Performance impact of a full FlexGroup volume
Applies to
- ONTAP 9.1 and later
- FlexGroup
Issue
- Slow response time observed from a FlexGroup volume with all or some constituents above about 90% full.
- Very slow response running ls command on the FlexGroup volume.

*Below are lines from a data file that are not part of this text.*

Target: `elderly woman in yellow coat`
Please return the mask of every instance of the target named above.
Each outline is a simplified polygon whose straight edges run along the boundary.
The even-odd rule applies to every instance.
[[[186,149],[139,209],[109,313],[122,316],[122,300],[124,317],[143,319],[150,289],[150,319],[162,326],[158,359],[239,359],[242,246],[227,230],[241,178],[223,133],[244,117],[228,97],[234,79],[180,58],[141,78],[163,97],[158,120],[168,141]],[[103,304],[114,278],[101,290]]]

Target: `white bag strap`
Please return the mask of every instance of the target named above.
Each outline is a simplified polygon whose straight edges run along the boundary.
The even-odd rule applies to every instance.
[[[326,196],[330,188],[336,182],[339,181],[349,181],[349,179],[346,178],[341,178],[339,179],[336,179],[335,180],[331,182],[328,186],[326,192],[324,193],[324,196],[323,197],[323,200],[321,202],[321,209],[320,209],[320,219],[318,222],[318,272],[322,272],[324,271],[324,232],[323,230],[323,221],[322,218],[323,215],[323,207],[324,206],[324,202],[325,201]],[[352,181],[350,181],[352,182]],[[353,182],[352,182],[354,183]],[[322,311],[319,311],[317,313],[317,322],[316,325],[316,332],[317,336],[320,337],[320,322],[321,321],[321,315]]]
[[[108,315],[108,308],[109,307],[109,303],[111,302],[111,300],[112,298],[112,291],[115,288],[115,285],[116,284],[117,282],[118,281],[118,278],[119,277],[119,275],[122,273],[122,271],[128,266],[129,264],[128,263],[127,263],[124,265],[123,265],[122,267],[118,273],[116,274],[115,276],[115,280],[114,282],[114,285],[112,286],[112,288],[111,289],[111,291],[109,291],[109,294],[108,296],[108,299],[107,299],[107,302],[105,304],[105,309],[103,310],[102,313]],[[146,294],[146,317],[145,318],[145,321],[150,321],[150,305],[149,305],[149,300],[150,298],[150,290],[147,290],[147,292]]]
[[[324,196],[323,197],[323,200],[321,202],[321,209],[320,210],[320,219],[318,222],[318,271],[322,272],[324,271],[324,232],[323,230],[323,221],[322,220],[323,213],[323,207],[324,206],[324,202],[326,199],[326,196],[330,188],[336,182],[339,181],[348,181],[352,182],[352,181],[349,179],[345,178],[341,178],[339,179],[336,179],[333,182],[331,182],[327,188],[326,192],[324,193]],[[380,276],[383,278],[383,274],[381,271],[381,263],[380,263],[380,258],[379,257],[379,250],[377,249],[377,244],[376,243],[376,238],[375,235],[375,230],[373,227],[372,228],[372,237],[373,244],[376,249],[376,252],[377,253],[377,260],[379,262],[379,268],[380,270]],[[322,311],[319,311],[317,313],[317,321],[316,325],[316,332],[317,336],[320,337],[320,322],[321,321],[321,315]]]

- The VMs where the volume is mounted may go hung after logging in and respond very slow .
- in some cases it leads to performance degrading of the node to a degree that you cannot connect to a SVM e.g. serving data is affected
- Constituents with vastly differing space usage between constituents can also be impacted in a similar way as all constituents being 80-90% or more full.
- OCUM reports high latency for other operations.
- Potential operation timeout events in Event log:
[xxx: kernel: Nblade.dBladeNoResponse.NFS:error]: File operation timed out because there was no response from the data-serving node. Node UUID: 9xxx, file operation protocol: NFS, client IP address: xx.xx.xx.xx, RPC procedure: 3.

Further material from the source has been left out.